The post-hoc analyses showed that in order to achieve a comprehensive understanding of how the dFPN differs from other networks (than just the vFPN), it is necessary to consider activity across the whole task space. This implies that when simultaneously disambiguating between many networks requires batteries of cognitive tasks rather than a single task. This is important not just from a theoretical point of view, but also when designing cognitive assessment batteries that are aimed at sensitively discriminating network function, e.g., in developmental or clinical settings.

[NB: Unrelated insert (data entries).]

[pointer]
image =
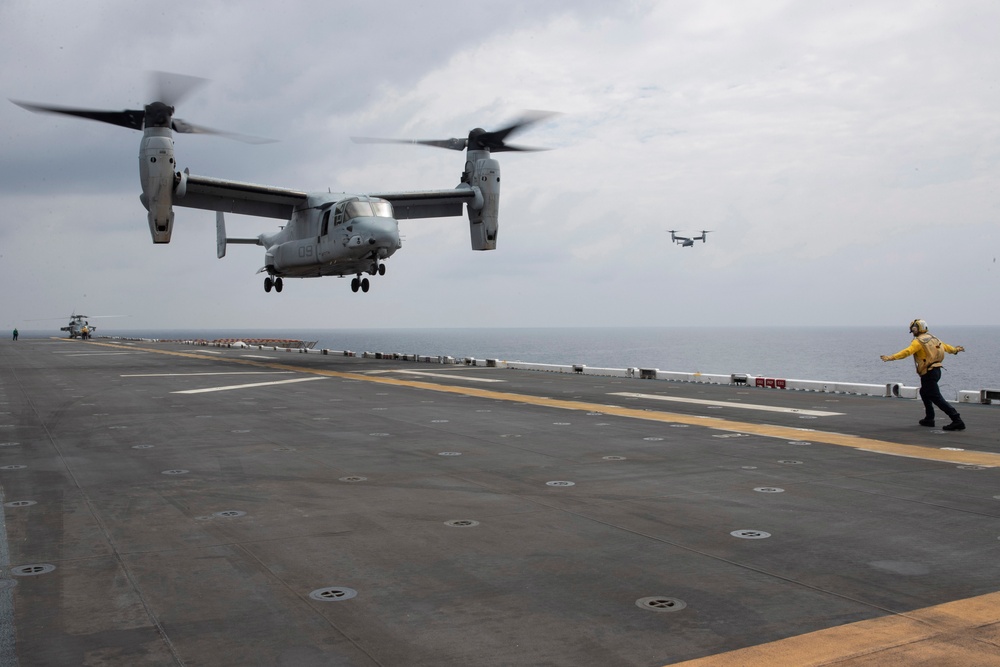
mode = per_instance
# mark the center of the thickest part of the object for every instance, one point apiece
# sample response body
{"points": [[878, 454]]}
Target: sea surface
{"points": [[831, 354]]}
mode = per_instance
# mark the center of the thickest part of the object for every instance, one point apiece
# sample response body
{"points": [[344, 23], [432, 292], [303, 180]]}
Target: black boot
{"points": [[956, 423]]}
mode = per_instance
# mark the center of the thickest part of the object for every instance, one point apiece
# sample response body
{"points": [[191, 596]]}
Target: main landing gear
{"points": [[359, 283]]}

The findings that seemingly different cognitive processes (planning and relational integration) are chosen to differentiate dorsal and ventral FPNs may indicate that the neurobiological processes do not align well with the pre-existing cognitive taxonomy. One possibility is that the neuroadaptive Bayesian optimization has discovered a neurobiological discrete process common to both planning and reasoning that is not normally discriminated in assessments. An alternative explanation is that the two tasks share some additional sub-component unrelated to planning and reasoning, that is driving the difference in activity between the networks. Either way, the results highlight the importance of combining insights from neurobiology and behavior when developing a cognitive taxonomy.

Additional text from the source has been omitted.